The amount of epoxy material used to plug off a interval depends on the size of the gravel packing and the portion of the gravel pack which it is desired to plug. Usually an amount of epoxy material between about 0.5 and about 2.0 gallons per foot of plugged interval is sufficient. Since the amount of epoxy material which a bailer or coiled tubing can deliver in a single operation is limited, it may be necessary to carry out the delivery process in two or more stages.
The hardener materials used in the process are those which are compatible with the epoxy material in that once the two are mixed, they form a liquid mixture which is substantially free from solids. Both hardeners employed in admixture with the epoxy materials have activation temperatures which are below the anticipated temperature in the treatment zone. Activation temperatures of hardeners can be accurately measured in calorimetry studies. Usually the hardener activation temperatures, as determined from calorimeter runs, will not be more than about 20° F. to about 30° F. below the temperature in the treatment zone. The hardener which is used for viscosity control has a lower activation temperature than the other hardener which determines the ultimate set time of the epoxy material. The amount of each of the two hardeners used in the compositions of the invention is less than that required to completely react with the epoxy material; however, the combination of the hardeners is sufficient to provide complete reaction and curing.

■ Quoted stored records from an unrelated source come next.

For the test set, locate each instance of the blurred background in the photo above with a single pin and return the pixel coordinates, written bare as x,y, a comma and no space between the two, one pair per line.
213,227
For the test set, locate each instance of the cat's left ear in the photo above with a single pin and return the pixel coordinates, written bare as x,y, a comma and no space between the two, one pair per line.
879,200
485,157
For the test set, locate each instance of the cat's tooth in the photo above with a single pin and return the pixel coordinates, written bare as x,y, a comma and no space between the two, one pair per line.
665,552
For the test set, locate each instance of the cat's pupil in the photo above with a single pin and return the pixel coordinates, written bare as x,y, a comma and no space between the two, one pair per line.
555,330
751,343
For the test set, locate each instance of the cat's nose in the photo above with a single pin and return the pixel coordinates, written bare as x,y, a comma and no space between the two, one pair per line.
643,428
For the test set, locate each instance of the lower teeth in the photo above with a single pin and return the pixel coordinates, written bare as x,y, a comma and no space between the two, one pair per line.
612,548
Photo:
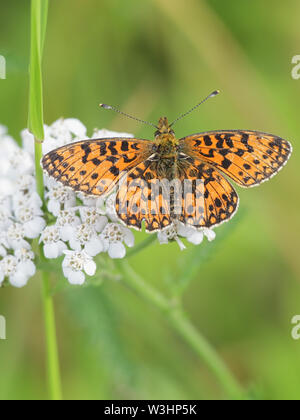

The total amount of the two hardeners used in the epoxy compositions usually is between about 2 and 15 parts per 100 parts of the epoxy material. The amount of each individual hardener used will vary from between about 1 to about 10 parts per 100 parts of the epoxy material. All parts herein are parts by weight.
Any epoxy material which meets the criteria previously set forth may be used in carrying out the process of the invention. A widely used class of polyepoxides from which the epoxy material may be selected are the resinous epoxy polyethers obtained by reacting an epihalohydrin, such as epichlorohydrin, epibromohydrin, epiiodilydrin, and the like with either a polyhydric phenol or polyhydric alcohol. The resulting resinous products may contain free terminal hydroxyl groups or terminal hydroxy groups and terminal epoxy groups.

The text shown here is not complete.